When the delayed SATS results eventually arrive, I’m sure there will be the regular navel gazing at the state of basic numeracy and literacy in UK schools. But what about those who were in primary schools 30 years ago?
This morning on BBC News Channel an interviewer was talking to an economist from the City. They were discussing the reduction in bank lending (a fall of 3% during June, with 32% year-on-year drop ) and its implications for the housing market and the economy in general. The interviewer asked if it was accelerating and the economist agreed, mentioning how the year-on-year drop had gone from 10% in one quarter to 20% in the next and now over 30%.
Of course these figures are all based on a year-on-year average that includes the period before the credit crunch began last autumn and in fact are consistent with a steady linear fall of around 3% per month for the 9 months since the Northern Rock collapse. That is an alarming rate of fall, but not evidence of an accelerating fall.
This apparent lack of basic numeracy reminds me of a discussion some years ago with senior financial executives who dismissed any attempt to quantify projected company income as ‘just numbers’. Having lost money in the Northern Rock collapse I wonder whether the executives in Northern Rock and other banks had a similar attitude!
I know it is easy for me as a trained mathematician to hold up my hands in horror, but still these are people who are playing not only with their own livelihoods, but also the lives of their investors, ordinary people and even the state of the entire economy.

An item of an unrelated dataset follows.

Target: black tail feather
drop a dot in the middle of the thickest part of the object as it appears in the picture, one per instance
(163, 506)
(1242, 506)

We do have a peculiar attitude in the UK where it is acceptable for highly educated people (including many computer scientists) to just ‘not do math’, and furthermore say so with a level of pride, whereas to say the same about reading would be unconscionable. Other European countries seem far more numerate, so this seems to be a cultural phenomena not an intellectual problem.
I have heard that one of the best predictors of educational success is if a child is willing to put off a treat for another day. Mathematics does require doing work at one stage to see benefit maybe many years later, but this to some extent runs counter to the increasingly common expectation of students to want to know fully and completely how something is useful to them now.
Maybe the answer is for schools to have lessons in leaving sweeties until tomorrow … and perhaps remedial lessons for City economists who matured during the Thatcher years.